İstanbullu Amazonlar 1809’da Şebnem İşigüzel’in başardığı en güzel şey kurgu ile gerçeği birbirine inanılmaz bir ustalıkla bağlaması olmuş. Ben şu aralar paralel (eyvah tehlikeli kelime!) okuma ile İhsan Oktay Anar külliyatını okuyorum. Zaman ve kültür olarak keşisiyorlar çünkü İstanbullu Amazonlar 1809’da Osmanlı Dönemi’nde geçiyor. Gerçekte olan bazı mekanları kurgu olan bir takım olay ve nesnelerle öyle güzel bağlamış ki insan şüpheye düşüyor. Beşiktaş’taki 7 8 Hasan Paşa Fırını’ndaki Amazon ya da İstanbul isimli kurabiye esprisi gibi. (Bu arada ben de esprisine gidip sordum. Tezgahtaki emektar çalışan hiç kimse sormadı şimdiye kadar dedi. Sayın okuyucu Hogwarts’ın peşine düşüyorsun ama…)

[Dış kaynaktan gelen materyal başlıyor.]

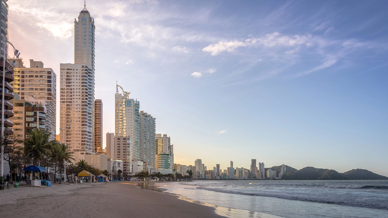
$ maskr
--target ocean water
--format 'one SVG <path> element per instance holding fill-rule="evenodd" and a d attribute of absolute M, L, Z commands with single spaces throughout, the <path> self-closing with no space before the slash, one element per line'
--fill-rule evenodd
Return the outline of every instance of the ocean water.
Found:
<path fill-rule="evenodd" d="M 197 181 L 156 185 L 187 199 L 236 209 L 230 217 L 388 218 L 388 180 Z"/>

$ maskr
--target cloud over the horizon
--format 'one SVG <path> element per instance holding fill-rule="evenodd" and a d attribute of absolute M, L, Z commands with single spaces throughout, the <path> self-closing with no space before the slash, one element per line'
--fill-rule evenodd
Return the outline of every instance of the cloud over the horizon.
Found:
<path fill-rule="evenodd" d="M 202 76 L 202 74 L 199 72 L 194 72 L 194 73 L 192 73 L 191 75 L 194 77 L 196 77 L 197 78 L 201 77 Z"/>
<path fill-rule="evenodd" d="M 308 47 L 312 45 L 312 36 L 282 35 L 277 32 L 269 33 L 261 38 L 251 38 L 244 41 L 234 40 L 230 41 L 220 41 L 211 44 L 202 49 L 204 52 L 210 53 L 212 55 L 219 54 L 224 52 L 231 52 L 239 47 L 255 46 L 259 45 L 265 47 L 282 46 L 290 47 L 301 45 Z"/>

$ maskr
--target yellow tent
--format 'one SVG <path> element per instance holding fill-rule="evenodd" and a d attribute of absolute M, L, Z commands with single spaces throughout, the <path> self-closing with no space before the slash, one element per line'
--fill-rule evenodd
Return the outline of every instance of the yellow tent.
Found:
<path fill-rule="evenodd" d="M 89 178 L 87 181 L 89 182 L 94 182 L 95 176 L 88 172 L 86 170 L 82 170 L 78 173 L 75 175 L 75 176 L 77 177 L 77 180 L 78 182 L 81 182 L 81 177 L 88 177 Z"/>
<path fill-rule="evenodd" d="M 86 170 L 82 170 L 77 174 L 78 176 L 94 176 L 95 177 L 94 175 L 90 173 L 90 172 Z"/>

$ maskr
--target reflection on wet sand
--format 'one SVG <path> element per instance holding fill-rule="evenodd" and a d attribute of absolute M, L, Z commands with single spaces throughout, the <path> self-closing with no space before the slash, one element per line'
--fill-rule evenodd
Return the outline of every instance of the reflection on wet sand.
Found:
<path fill-rule="evenodd" d="M 135 184 L 134 184 L 134 185 Z M 143 189 L 160 192 L 163 192 L 164 191 L 166 190 L 166 189 L 163 189 L 163 188 L 161 188 L 161 187 L 163 186 L 174 186 L 173 185 L 163 185 L 161 184 L 161 183 L 156 183 L 155 182 L 145 182 L 136 185 L 137 185 Z M 263 213 L 255 211 L 249 211 L 245 210 L 236 209 L 234 208 L 226 208 L 225 207 L 222 207 L 215 204 L 210 204 L 209 203 L 206 203 L 206 202 L 203 202 L 202 201 L 192 200 L 179 195 L 177 195 L 176 194 L 172 193 L 169 193 L 165 192 L 164 192 L 165 193 L 178 196 L 179 197 L 179 199 L 181 200 L 184 200 L 192 203 L 199 204 L 200 204 L 206 205 L 209 207 L 212 207 L 215 209 L 216 213 L 217 214 L 220 216 L 229 217 L 230 218 L 241 218 L 242 217 L 249 217 L 252 218 L 281 218 L 282 217 L 282 216 L 275 216 L 274 215 Z"/>

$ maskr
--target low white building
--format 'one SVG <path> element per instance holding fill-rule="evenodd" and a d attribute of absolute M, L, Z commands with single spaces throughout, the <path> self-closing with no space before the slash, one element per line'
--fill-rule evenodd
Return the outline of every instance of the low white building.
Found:
<path fill-rule="evenodd" d="M 113 171 L 114 173 L 116 174 L 116 176 L 119 175 L 118 174 L 120 174 L 121 176 L 123 174 L 123 161 L 121 160 L 108 159 L 108 172 L 109 174 L 111 175 Z"/>

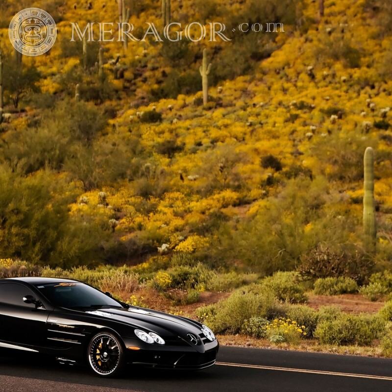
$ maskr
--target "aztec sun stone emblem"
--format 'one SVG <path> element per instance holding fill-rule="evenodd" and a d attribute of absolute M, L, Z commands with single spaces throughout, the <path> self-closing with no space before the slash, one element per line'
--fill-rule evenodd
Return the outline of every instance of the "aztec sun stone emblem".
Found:
<path fill-rule="evenodd" d="M 40 8 L 26 8 L 18 12 L 12 18 L 8 33 L 14 48 L 27 56 L 48 51 L 57 35 L 54 19 Z"/>

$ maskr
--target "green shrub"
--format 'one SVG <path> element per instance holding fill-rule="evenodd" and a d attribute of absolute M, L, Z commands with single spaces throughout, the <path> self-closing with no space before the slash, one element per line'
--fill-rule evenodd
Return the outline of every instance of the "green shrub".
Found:
<path fill-rule="evenodd" d="M 357 293 L 358 286 L 354 279 L 343 277 L 321 278 L 315 282 L 315 294 L 336 295 L 345 293 Z"/>
<path fill-rule="evenodd" d="M 295 320 L 298 325 L 305 326 L 306 337 L 313 337 L 318 319 L 317 311 L 303 305 L 292 305 L 287 311 L 287 317 L 292 320 Z"/>
<path fill-rule="evenodd" d="M 377 129 L 384 129 L 386 131 L 391 126 L 391 124 L 385 120 L 375 121 L 373 125 L 374 128 L 377 128 Z"/>
<path fill-rule="evenodd" d="M 13 261 L 10 265 L 0 265 L 0 278 L 40 276 L 42 270 L 39 266 L 18 260 Z"/>
<path fill-rule="evenodd" d="M 257 277 L 255 273 L 238 273 L 234 271 L 217 274 L 208 288 L 214 291 L 230 291 L 243 285 L 253 283 L 257 280 Z"/>
<path fill-rule="evenodd" d="M 367 280 L 373 265 L 358 252 L 335 252 L 319 245 L 302 258 L 297 271 L 304 279 L 345 276 L 362 283 Z"/>
<path fill-rule="evenodd" d="M 314 335 L 324 344 L 369 345 L 385 325 L 385 320 L 377 316 L 342 313 L 335 319 L 319 322 Z"/>
<path fill-rule="evenodd" d="M 369 283 L 367 286 L 363 286 L 359 292 L 370 301 L 375 301 L 388 292 L 388 289 L 378 282 Z"/>
<path fill-rule="evenodd" d="M 381 339 L 380 345 L 381 353 L 384 357 L 392 357 L 392 330 L 388 328 L 387 332 Z"/>
<path fill-rule="evenodd" d="M 184 145 L 177 144 L 177 140 L 175 139 L 165 140 L 157 145 L 156 152 L 158 154 L 166 155 L 169 158 L 172 158 L 174 154 L 184 150 Z"/>
<path fill-rule="evenodd" d="M 275 318 L 266 327 L 266 336 L 270 342 L 274 343 L 287 342 L 297 344 L 301 338 L 306 336 L 304 325 L 298 325 L 294 320 L 285 318 Z"/>
<path fill-rule="evenodd" d="M 155 110 L 144 112 L 140 116 L 141 122 L 160 122 L 162 121 L 162 114 Z"/>
<path fill-rule="evenodd" d="M 387 289 L 387 292 L 392 291 L 392 272 L 383 271 L 373 273 L 369 279 L 370 283 L 378 283 Z"/>
<path fill-rule="evenodd" d="M 286 316 L 288 304 L 279 302 L 269 288 L 260 284 L 254 284 L 247 288 L 247 290 L 258 297 L 260 301 L 258 316 L 269 320 Z"/>
<path fill-rule="evenodd" d="M 196 317 L 200 322 L 209 326 L 210 321 L 217 315 L 218 308 L 216 304 L 206 305 L 197 308 L 195 311 Z"/>
<path fill-rule="evenodd" d="M 384 320 L 392 321 L 392 300 L 386 302 L 378 313 Z"/>
<path fill-rule="evenodd" d="M 192 254 L 187 252 L 176 252 L 170 259 L 170 266 L 172 267 L 196 267 L 200 262 Z"/>
<path fill-rule="evenodd" d="M 282 164 L 280 161 L 273 155 L 263 156 L 260 160 L 260 165 L 264 169 L 270 168 L 274 169 L 275 172 L 280 172 L 282 170 Z"/>
<path fill-rule="evenodd" d="M 267 336 L 267 326 L 269 324 L 265 317 L 252 317 L 246 320 L 241 328 L 241 333 L 253 338 L 265 338 Z"/>
<path fill-rule="evenodd" d="M 265 278 L 261 284 L 273 293 L 278 300 L 282 302 L 302 303 L 307 300 L 295 272 L 279 271 L 272 276 Z"/>
<path fill-rule="evenodd" d="M 321 306 L 318 309 L 318 322 L 330 321 L 336 319 L 342 314 L 342 310 L 334 305 Z"/>
<path fill-rule="evenodd" d="M 171 280 L 169 287 L 186 290 L 204 290 L 214 276 L 214 272 L 201 263 L 195 267 L 177 266 L 167 272 Z"/>
<path fill-rule="evenodd" d="M 234 293 L 217 305 L 213 323 L 215 330 L 231 333 L 239 332 L 245 320 L 259 315 L 261 305 L 257 295 L 242 291 Z"/>

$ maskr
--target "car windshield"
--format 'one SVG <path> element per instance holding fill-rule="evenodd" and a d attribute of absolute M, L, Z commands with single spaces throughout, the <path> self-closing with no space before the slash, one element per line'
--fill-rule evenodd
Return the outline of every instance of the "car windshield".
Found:
<path fill-rule="evenodd" d="M 78 282 L 61 282 L 35 286 L 55 306 L 73 309 L 122 308 L 113 298 Z"/>

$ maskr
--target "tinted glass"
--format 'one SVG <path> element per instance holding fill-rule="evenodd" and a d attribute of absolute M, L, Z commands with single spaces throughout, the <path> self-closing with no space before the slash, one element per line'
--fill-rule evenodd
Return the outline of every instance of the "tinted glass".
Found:
<path fill-rule="evenodd" d="M 23 302 L 23 297 L 26 295 L 35 294 L 27 287 L 18 283 L 2 283 L 0 284 L 0 302 L 10 305 L 18 305 L 26 307 L 35 307 L 34 304 L 27 304 Z"/>
<path fill-rule="evenodd" d="M 122 307 L 103 293 L 78 282 L 49 283 L 35 286 L 55 306 L 89 308 Z"/>

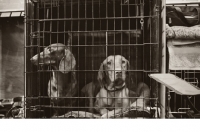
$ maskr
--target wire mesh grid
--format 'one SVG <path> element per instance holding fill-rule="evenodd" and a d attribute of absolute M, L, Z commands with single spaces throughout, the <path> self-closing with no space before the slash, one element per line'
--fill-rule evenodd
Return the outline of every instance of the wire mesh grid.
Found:
<path fill-rule="evenodd" d="M 174 6 L 180 9 L 199 8 L 199 2 L 183 2 L 183 3 L 168 3 L 166 6 Z M 168 56 L 169 57 L 169 56 Z M 169 63 L 169 60 L 167 60 Z M 172 73 L 185 81 L 200 87 L 199 70 L 168 70 L 168 73 Z M 199 118 L 199 105 L 197 104 L 200 99 L 199 95 L 185 96 L 178 95 L 174 91 L 167 89 L 167 114 L 168 118 Z"/>
<path fill-rule="evenodd" d="M 159 117 L 158 0 L 25 3 L 26 118 Z"/>

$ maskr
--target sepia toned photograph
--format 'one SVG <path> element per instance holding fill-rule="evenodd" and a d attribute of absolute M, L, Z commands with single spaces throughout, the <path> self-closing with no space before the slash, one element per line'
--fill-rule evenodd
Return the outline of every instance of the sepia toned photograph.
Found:
<path fill-rule="evenodd" d="M 200 0 L 0 0 L 0 118 L 200 118 Z"/>

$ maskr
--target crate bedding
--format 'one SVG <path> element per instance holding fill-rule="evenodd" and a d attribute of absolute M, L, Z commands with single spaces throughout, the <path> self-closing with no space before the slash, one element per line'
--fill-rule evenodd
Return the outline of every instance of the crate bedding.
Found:
<path fill-rule="evenodd" d="M 194 14 L 192 14 L 194 12 L 189 10 L 187 10 L 188 12 L 181 12 L 181 8 L 170 8 L 167 10 L 170 13 L 167 13 L 169 21 L 166 24 L 169 69 L 200 70 L 200 25 L 186 24 L 190 23 L 189 14 L 191 14 L 190 20 L 194 19 Z M 194 10 L 197 11 L 195 19 L 199 19 L 199 8 L 194 8 Z M 187 14 L 187 17 L 185 14 Z M 175 20 L 179 22 L 175 22 Z"/>

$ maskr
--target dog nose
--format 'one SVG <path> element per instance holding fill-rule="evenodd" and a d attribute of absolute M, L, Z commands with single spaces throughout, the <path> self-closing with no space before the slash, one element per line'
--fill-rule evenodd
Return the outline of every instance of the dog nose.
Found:
<path fill-rule="evenodd" d="M 122 71 L 115 71 L 115 74 L 116 74 L 117 76 L 121 76 L 121 75 L 122 75 Z"/>

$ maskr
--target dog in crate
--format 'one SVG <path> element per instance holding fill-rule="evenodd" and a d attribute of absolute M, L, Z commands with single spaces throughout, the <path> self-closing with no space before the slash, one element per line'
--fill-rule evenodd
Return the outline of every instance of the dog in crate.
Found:
<path fill-rule="evenodd" d="M 76 73 L 73 71 L 76 60 L 70 48 L 61 43 L 50 44 L 41 53 L 33 56 L 31 62 L 35 65 L 48 65 L 52 68 L 47 91 L 52 104 L 72 107 L 76 101 L 70 97 L 76 96 L 78 89 Z M 55 110 L 54 116 L 60 114 L 61 110 Z"/>
<path fill-rule="evenodd" d="M 129 61 L 121 55 L 108 56 L 101 63 L 97 76 L 98 83 L 91 82 L 82 89 L 86 96 L 91 97 L 89 99 L 90 112 L 93 112 L 95 108 L 101 117 L 109 118 L 131 107 L 138 109 L 147 107 L 150 96 L 149 87 L 140 82 L 135 92 L 130 90 L 127 87 L 130 84 L 129 81 L 132 81 L 128 77 L 129 70 Z M 93 97 L 96 97 L 95 101 Z"/>

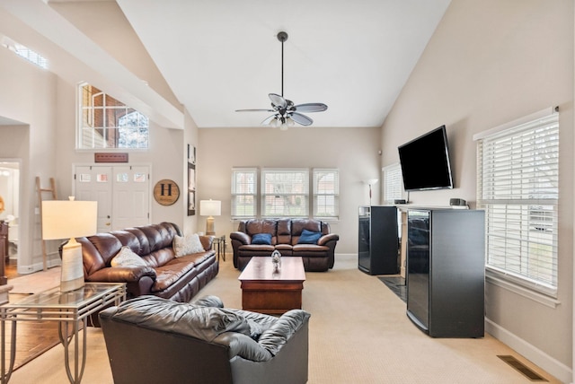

Neyse… size hemen kısaca romanın konusundan bahsedeyim. Romanın esas kahramanı I. Abdülhamit’in kızı Esma Sultan. Kuzeni III.Selim onu 14 yaşındayken evlendiriyor. Saltanattan gelen saray kadınlarının kendilerinden büyük ve varlıklı adamlarla evlendirilmesi adeti var. Kocaları erken ölüyor, sonrasında kadınlar bir daha evlenmiyorlar böylece bir nevi özgür yaşamları oluyor. Esma Sultan da alışırsın diye Kaptan-I Derya ile evlendiriliyor. Saray alışkanlıklarının tersine çok güzel bir evliliği oluyor. Kocası harem kurmuyor sadece onu seviyor, ona da kocasına aşkla bağlı. Ancak mutlulukları uzun sürmüyor. Yine III.Selim’in emriyle hastayken sefere çıkan kocası ölüyor. Esma bundan dolayı kuzenine öfke duyuyor. Romanın zeminini oluşturan dönem Osmanlı’nın en karışık olduğu dönem denilebilir. Üst üste kanlı tahtan indirmeler, tahta oturtmalar yapılıyor Yeniçeriler tarafından. Ancak bir şeyi hesap edemiyorlar. Öldürdükleri padişahın veliahtı olmadığını. Zaten hikayede burada tarihi bir gerçekle kurgulanmaya başlıyor: Yeniçeri madem veliaht yok o zaman bir de bir kadın sultanı tahta oturturuz diyor. İşte sarayın önünde söylenen bu söz romanda gerçeğe dönüşüyor. Sonrasında İstanbullu Amazonlar diye romanda bahsi geçecek diğer iki kadın sultan da hikayeye dahil oluyor: Hatice ve Beyhan. Bunların da öyküleri en az Esma kadar ilginç.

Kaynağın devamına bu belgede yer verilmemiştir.